Desde esta interpretación,
arrastrar a la huelga a quien no desea hacerla es concebido como un delito
contra las libertades.
La interpretación
es un disparate que asesina de raíz la naturaleza social del derecho a la
huelga y su racionalidad instrumental. En la idea misma de la huelga está la
necesidad de su explicación y de su extensión. Puede discutirse sobre la
actuación de los piquetes, sobre sus dimensiones, sobre su carácter más o menos
pacífico y sobre la necesidad de un respeto exquisito hacia el mobiliario
urbano (que es también un bien común). Puede acudirse a una regulación general de
tales temas, aunque lo preferible será siempre la autorregulación.

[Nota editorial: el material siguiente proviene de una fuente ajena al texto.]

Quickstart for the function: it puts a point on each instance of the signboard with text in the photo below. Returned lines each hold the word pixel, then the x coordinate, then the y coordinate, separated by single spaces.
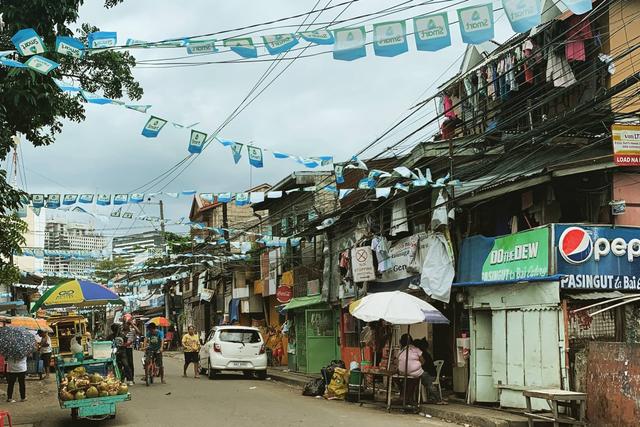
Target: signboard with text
pixel 598 258
pixel 362 264
pixel 517 256
pixel 626 144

Pero en todo
caso los piquetes de explicación y de extensión son consustanciales al derecho
de huelga; no son accesorios suprimibles ni reprimibles, salvo en la medida en
que rebasen los límites impuestos a un comportamiento cívico.

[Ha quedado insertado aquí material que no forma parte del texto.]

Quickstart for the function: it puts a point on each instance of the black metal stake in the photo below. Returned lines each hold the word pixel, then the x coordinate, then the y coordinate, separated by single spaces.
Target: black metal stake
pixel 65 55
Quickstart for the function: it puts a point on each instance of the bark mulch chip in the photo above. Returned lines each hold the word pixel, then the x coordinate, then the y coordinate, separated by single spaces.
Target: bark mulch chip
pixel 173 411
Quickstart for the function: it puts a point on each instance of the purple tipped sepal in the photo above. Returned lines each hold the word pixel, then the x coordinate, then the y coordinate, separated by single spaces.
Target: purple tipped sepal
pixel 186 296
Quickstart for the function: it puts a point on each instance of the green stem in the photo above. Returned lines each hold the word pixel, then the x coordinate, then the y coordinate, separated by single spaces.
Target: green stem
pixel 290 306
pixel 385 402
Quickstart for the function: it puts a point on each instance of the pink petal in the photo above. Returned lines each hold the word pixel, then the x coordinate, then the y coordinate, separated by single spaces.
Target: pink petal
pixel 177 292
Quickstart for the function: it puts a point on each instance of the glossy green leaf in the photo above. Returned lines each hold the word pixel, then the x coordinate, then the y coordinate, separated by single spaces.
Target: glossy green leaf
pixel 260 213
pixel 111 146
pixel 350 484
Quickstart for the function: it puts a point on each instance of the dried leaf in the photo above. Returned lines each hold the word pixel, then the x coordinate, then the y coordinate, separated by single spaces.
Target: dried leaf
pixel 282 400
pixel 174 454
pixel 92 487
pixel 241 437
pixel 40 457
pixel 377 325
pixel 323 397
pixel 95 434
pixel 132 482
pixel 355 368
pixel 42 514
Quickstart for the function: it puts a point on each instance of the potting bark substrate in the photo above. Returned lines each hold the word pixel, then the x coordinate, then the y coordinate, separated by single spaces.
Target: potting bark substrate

De otra forma se desnaturaliza
el carácter social del derecho tipificado que los trabajadores por cuenta ajena
poseen, de parar la actividad laboral a fin de negociar con la contraparte para
reemprenderla en mejores condiciones. La huelga no es algo que aparece de
pronto ahí, convocada por marcianos, de forma que cada trabajador/ra es libre
de deliberar en conciencia si se adhiere o no a ella. Es un movimiento
colectivo surgido de abajo, concretado entre todos, dirigido de forma
democrática por un comité electivo surgido del consenso de una asamblea,
tendente a conseguir un resultado relacionado con las condiciones en las que se
desarrolla el trabajo, o con su remuneración. Es un derecho reconocido por todas
las grandes organizaciones internacionales, tabulado por así decirlo. Por más
que gobiernos como el que padecemos prefieran pasar de puntillas sobre tales cuestiones,
y simular la inexistencia de algo tan grosero, tan bárbaro, tan obsoleto en
unas relaciones laborales “modernas”.
El próximo mes de
noviembre tendrá lugar el juicio de Ricardo Vercher, delegado sindical del
Metro de Barcelona, por su presencia activa en un piquete de extensión de la
huelga, el 14 de noviembre de 2014. Será la hora de reivindicar que los
derechos sociales sí existen; que sí existen las clases sociales y los
conflictos entre ellas; y que es necesario habilitar cauces distintos a la
represión del más débil para encarar una política tendente a corregir las
desigualdades rampantes que nos afligen.